Senate debates

Thursday, 4 December 2008

Nation-Building Funds Bill 2008

Consideration of House of Representatives Message

Photo of Scott LudlamScott Ludlam (WA, Australian Greens) Share this | Hansard source

I rise briefly to summarise the Greens’ position on this—in particular, our deep disappointment to see the Liberal Party backing down on the amendments about the joint committee to assess the expenditure of these funds. That was really something that we could have put through tonight.

I will speak just briefly about the Communications Fund. I have a great deal of sympathy for the position that the Nationals have found themselves in. A commitment was made as a consequence of the third stage of the privatisation of Telstra to put aside a fund that would essentially be paying for rural and regional telecommunications in perpetuity. They are quite correct to point out that nothing that is in the current request for proposals guarantees any kind of quarantining of the $4.7 billion worth of funding for the communities that we are all very concerned about, where telecommunications are extremely patchy. In some places, you cannot even get dial-up, let alone broadband. There is nothing in the request for proposals that says that all Australians will be getting this kind of coverage. In fact, the bid that Telstra has put in has not even got to the 98 per cent benchmark that the government set in the RFP. They have said, ‘Maybe 80 or 90 per cent—take it or leave it.’ We all know who would be left out of that proposal.

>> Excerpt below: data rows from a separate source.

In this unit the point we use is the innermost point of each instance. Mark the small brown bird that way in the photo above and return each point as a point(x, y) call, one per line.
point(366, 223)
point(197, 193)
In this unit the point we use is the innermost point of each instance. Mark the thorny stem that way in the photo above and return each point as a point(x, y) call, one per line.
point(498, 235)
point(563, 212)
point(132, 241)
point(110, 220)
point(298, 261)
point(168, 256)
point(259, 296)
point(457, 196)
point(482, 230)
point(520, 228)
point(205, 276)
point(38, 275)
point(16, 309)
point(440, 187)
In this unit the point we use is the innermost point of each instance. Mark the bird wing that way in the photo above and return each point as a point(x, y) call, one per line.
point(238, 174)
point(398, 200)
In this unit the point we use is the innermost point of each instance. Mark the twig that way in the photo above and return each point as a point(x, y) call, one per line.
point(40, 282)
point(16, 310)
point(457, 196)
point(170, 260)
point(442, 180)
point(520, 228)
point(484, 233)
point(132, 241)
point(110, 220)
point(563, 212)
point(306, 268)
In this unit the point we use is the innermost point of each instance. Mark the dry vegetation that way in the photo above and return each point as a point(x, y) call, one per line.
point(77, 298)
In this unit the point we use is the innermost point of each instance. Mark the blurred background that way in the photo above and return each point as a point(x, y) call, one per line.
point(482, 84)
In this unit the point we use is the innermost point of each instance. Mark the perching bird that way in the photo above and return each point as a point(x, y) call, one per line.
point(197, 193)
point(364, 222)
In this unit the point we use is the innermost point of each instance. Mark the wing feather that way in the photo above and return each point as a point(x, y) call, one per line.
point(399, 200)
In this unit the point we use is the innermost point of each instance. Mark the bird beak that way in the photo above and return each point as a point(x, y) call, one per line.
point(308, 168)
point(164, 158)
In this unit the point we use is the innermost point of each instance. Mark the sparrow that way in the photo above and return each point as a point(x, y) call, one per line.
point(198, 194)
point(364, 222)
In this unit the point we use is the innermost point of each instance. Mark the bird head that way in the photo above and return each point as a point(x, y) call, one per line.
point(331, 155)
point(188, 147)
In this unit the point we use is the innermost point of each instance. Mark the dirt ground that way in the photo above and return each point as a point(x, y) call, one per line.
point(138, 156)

What we are left with, essentially, are the consequences of the privatisation of an essential service. It was extraordinary to hear Senator McGauran standing up and celebrating having achieved all their goals, because we took a national carrier with a universal service obligation, a public utility regulated by parliament, and we turned it into an aggressive, vertically integrated corporation that is looking after the interests of its shareholders before it is looking after the public interest. Telstra has said to the Australian community, ‘We will not be making these investments into rural and regional communities, because the investment does not stack up.’ A public utility does not necessarily have to do that. So we are stuck with the consequences of this privatisation.

I want to talk briefly about the Communications Fund and where that would be leaving us were it to be left where it is. There is a Communications Fund of $2 billion in perpetuity, of which we would be taking off about $100 million a year, for rural and regional telecommunications. It has been estimated that to roll out the national broadband network on any decent scale will cost about $10 billion—half from the federal government and half from somewhere else. At the rate of $100 million per year—which, pro rata for my state of Western Australia, would be the equivalent of about $10 million a year—it will take about 100 years to reach the scale of the investment that has been proposed to roll out the national broadband network on any reasonable scale. That is why we are not supporting the amendment to quarantine the $2 billion and to keep the Communications Fund as it is. Essentially, that blows 50 per cent out of the Commonwealth funding for the national broadband network as it currently stands, and the Communications Fund as it is does not achieve the function that the Nationals are trying to achieve. A hundred million dollars a year at that rate is quite simply not going to provide us with the services that we are looking for.

The Greens believe that the national broadband network should be rolled in from the edges, not rolled out from the metropolitan markets where people are already well served. That is, I think, going to be the main game: watching where the request for proposals goes and making absolutely certain that the government holds the line and does not accept any weakening of the minimum target of 98 per cent, making sure that broadband really is for all Australians. I am afraid that I do not believe at this late stage that cutting the national broadband network Commonwealth funding in half is a way of achieving that.